Barry Hands

Personal information
- Full name: Barry Onslow Hands
- Born: 26 September 1916 Moseley, Warwickshire, England
- Died: 1 July 1984 (aged 67) Birmingham, Warwickshire, England
- Batting: Left-handed
- Bowling: Right-arm off break
- Relations: William Hands (uncle)

Domestic team information
- 1946–1947: Warwickshire

Career statistics
| Competition | First-class |
| Matches | 3 |
| Runs scored | 13 |
| Batting average | 6.50 |
| 100s/50s | –/– |
| Top score | 9 |
| Balls bowled | 296 |
| Wickets | 4 |
| Bowling average | 34.25 |
| 5 wickets in innings | – |
| 10 wickets in match | – |
| Best bowling | 3/76 |
| Catches/stumpings | –/– |
- Source: Cricinfo, 30 December 2011

= Barry Hands =

English cricketer

Barry Onslow Hands (26 September 1916 - 1 July 1984) was an English cricketer. Hands was a left-handed batsman who bowled right-arm off break. He was born at Moseley, Warwickshire.

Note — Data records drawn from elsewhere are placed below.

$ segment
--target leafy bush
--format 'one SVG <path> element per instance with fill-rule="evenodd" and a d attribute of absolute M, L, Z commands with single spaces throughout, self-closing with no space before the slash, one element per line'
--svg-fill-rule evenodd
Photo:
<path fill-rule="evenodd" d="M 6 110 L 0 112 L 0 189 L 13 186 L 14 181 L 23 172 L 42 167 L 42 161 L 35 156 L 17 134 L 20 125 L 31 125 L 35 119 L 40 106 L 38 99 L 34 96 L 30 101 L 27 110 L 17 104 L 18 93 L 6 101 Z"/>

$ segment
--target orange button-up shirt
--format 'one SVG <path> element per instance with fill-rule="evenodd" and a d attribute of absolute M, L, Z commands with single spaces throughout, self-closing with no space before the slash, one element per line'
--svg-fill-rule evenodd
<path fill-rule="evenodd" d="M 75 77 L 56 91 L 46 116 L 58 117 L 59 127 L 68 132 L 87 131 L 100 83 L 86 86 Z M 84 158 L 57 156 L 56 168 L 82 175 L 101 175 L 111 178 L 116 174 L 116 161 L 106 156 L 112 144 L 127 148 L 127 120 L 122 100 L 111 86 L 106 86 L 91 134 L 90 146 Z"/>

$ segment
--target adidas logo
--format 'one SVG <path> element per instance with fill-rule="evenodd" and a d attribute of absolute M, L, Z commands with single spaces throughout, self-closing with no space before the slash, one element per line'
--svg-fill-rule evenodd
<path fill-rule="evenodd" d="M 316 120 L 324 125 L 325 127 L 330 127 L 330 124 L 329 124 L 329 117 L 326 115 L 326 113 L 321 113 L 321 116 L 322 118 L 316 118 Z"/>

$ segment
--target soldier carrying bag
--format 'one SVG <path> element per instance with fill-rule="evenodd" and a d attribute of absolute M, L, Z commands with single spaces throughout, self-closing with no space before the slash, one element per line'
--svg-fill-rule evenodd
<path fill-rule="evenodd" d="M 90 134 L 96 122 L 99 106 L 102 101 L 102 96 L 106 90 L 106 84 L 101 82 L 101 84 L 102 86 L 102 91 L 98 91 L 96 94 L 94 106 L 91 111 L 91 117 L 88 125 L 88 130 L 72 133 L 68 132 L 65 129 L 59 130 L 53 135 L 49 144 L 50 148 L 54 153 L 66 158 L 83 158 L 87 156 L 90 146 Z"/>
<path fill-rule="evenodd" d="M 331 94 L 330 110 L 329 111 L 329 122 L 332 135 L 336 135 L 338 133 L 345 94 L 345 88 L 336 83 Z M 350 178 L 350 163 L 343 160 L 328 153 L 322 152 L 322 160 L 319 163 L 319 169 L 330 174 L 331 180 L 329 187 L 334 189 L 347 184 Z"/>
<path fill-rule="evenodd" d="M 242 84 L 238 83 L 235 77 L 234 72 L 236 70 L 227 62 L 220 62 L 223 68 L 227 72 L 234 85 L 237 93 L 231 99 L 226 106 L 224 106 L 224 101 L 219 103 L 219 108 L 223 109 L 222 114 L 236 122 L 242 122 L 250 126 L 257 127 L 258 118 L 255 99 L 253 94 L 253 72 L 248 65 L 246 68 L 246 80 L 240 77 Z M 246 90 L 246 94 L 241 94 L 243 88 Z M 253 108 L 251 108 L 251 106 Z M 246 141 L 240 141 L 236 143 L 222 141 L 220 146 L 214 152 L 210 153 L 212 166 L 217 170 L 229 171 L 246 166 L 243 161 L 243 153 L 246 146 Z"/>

Hands made his first-class debut for Warwickshire against Leicestershire at Kirkby Road, Barnwell in the 1946 County Championship. He made two further first-class appearances for the county in the 1947 County Championship against Glamorgan at St. Helen's, Swansea, and Hampshire at the County Ground, Southampton. In his three first-class matches, Hands took a total of 4 wickets at an average of 34.25, with best figures of 3/76. With the bat, he scored 13 runs at a batting average of 6.50, with a high score of 9.

He died at Birmingham, Warwickshire on 1 July 1984. His uncle, William Hands, also played first-class cricket for Warwickshire.